Since it’s important to practice what you preach (apparently) here’s my post incident report on a P1 homelab failure
Timeline#
09:30 - Services slow, services down
10:00 - Attempt to upgrade Ubuntu and reboot VM
10:00 - CPU spiking 100% across all 8 cores
10:15 - Increase core count to 16 and reboot VM
10:30 - Slow recovery but some services still down
16:00 - Server not on network
18:00 - Server powered on but no response
18:30 - Server disassembled and left to cool - fans cleaned a bit
19:00 - Services recovered
Findings#
- There was no indication that temperature was an issue even after our primary on call engineer (me) saying “it’s pretty hot in here (lounge)”.

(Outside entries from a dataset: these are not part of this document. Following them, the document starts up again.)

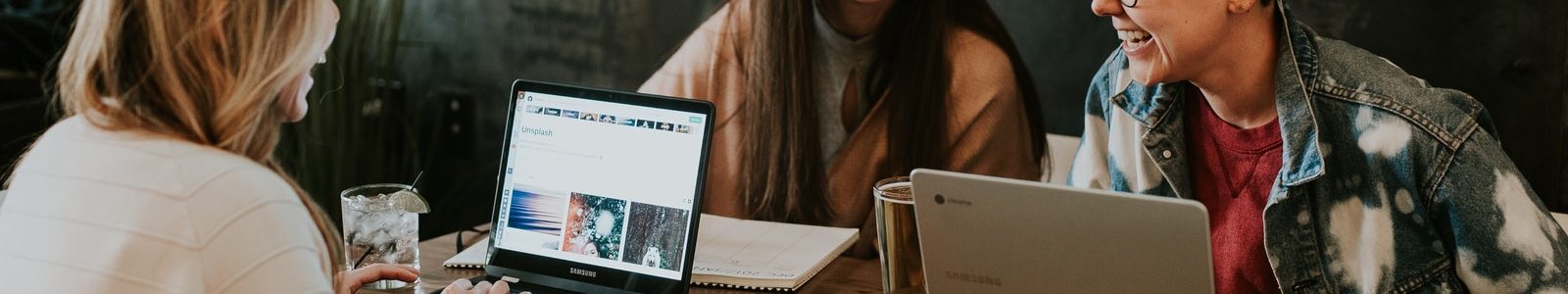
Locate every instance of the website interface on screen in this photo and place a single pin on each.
(601, 183)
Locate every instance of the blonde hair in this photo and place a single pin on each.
(211, 73)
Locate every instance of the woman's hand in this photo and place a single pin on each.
(465, 286)
(350, 282)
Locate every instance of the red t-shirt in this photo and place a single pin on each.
(1231, 173)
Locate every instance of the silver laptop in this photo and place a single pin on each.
(598, 189)
(1000, 235)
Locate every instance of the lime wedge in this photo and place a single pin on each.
(408, 201)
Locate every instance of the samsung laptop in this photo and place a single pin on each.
(598, 189)
(1000, 235)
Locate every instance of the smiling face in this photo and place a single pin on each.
(1167, 39)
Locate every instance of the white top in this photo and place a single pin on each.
(118, 212)
(838, 62)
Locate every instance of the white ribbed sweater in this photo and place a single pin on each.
(118, 212)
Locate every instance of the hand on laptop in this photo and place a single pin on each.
(350, 282)
(465, 286)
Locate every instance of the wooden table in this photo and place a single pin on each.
(841, 275)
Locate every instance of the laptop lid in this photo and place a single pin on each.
(600, 189)
(1001, 235)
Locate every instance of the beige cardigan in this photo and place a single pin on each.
(988, 131)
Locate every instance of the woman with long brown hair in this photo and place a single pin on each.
(162, 177)
(819, 99)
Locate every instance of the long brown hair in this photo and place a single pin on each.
(211, 73)
(783, 175)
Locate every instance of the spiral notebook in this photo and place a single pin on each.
(469, 259)
(764, 255)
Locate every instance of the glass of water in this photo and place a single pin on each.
(381, 225)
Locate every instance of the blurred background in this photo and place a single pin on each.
(420, 84)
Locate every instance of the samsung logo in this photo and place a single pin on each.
(584, 272)
(974, 278)
(943, 201)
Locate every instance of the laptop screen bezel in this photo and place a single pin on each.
(559, 272)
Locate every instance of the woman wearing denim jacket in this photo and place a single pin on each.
(1325, 168)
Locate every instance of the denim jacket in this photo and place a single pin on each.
(1388, 185)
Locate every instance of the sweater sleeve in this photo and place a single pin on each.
(686, 73)
(258, 235)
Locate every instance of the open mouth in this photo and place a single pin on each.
(1133, 41)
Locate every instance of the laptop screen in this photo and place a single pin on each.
(601, 183)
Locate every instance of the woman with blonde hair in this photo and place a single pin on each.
(162, 175)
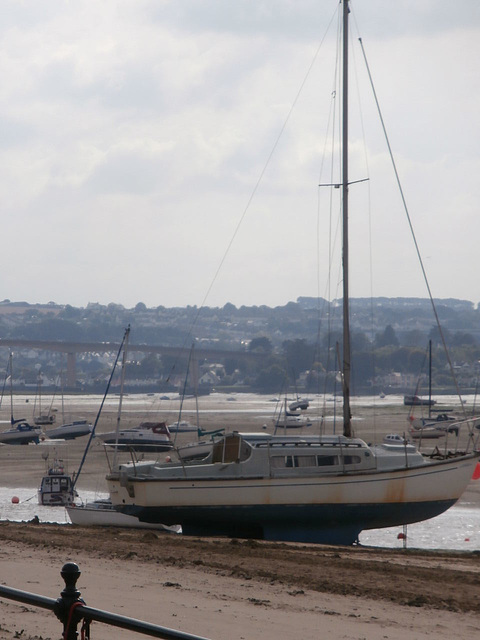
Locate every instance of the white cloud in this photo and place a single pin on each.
(132, 135)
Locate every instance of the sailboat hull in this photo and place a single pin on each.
(329, 510)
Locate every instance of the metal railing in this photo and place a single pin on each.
(70, 609)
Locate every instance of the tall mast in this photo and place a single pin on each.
(347, 426)
(120, 402)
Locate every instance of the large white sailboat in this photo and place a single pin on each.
(324, 489)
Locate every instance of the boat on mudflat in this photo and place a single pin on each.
(56, 488)
(70, 430)
(101, 513)
(418, 401)
(316, 488)
(148, 436)
(21, 433)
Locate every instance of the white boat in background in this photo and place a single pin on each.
(182, 427)
(289, 418)
(70, 430)
(319, 488)
(44, 419)
(21, 433)
(101, 513)
(292, 422)
(299, 403)
(148, 436)
(56, 488)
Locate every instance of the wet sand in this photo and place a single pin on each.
(220, 588)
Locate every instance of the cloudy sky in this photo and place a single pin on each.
(133, 134)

- No monitoring of system stats present
- While upping CPU core count helped it made the situation worse by ultimately overheating
- No notifications system in place for failures, notification of system down was via a third party (ADSB Exchange)
- Fans are really dirty
Notes#
External logging (partially done) and monitoring need to put in place.

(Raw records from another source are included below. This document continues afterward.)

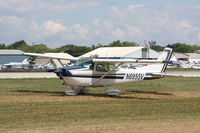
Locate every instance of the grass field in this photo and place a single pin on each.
(39, 106)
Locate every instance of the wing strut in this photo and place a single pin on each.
(108, 72)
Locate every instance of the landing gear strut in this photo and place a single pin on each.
(77, 90)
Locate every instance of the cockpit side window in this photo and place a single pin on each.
(106, 67)
(102, 67)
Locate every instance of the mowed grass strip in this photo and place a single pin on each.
(39, 105)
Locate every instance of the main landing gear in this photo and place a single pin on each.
(83, 90)
(76, 91)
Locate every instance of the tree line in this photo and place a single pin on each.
(75, 50)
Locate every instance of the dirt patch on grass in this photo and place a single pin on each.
(183, 126)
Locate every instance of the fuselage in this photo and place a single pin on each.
(96, 75)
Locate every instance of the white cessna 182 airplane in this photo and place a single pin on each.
(99, 72)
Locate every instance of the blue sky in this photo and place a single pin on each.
(87, 22)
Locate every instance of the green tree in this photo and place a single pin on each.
(2, 46)
(18, 45)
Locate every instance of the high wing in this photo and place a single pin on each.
(51, 56)
(122, 61)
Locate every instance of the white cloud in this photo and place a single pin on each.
(198, 37)
(165, 24)
(185, 24)
(51, 27)
(133, 7)
(118, 34)
(35, 6)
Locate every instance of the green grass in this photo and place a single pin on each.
(39, 105)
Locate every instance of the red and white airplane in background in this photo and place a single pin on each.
(99, 72)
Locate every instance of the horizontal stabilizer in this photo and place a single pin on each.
(51, 56)
(166, 75)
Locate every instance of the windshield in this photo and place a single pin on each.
(84, 62)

Cans of compressed air have been ordered so that the fan can be cleared out properly to help airflow.
A bigger rework of the “server cabinet” (it’s a few shelves in the lounge) needs to be done. If the server cabinet is moved into the garage then temperature and dust wouldn’t be too much of an issue. Actually having a proper server cabinet would be nice as well!
The reverse proxy setup is an annoying problem, if the main vm goes down then I lose access to friendly urls for Proxmox, I’ve documented the IP in my runbooks but it’d be nicer to pull the proxy setup into it’s own lxc container (partially done) that boots first.
There is a rogue Forgejo container running on boot and I’ve no idea where it’s setup, I need to remove it properly since it’s not needed.
Rclone mounts get corrupted very easily. I had to run the disable/enable/re-setup process twice for the docker mounts. It also means that other docker services can’t be started properly.
Conclusion#
It was a typical homelab failure, lots learnt and lots to do to improve things. I’m a bit annoyed that I didn’t have temperature down as a potential failure in my system. I’ve no doubt decreased the lifespan of the hardware now as well.
It was made clear to me by stakeholders (my wife) that it was not acceptable that Home Assistant was down. My pay has been docked this month.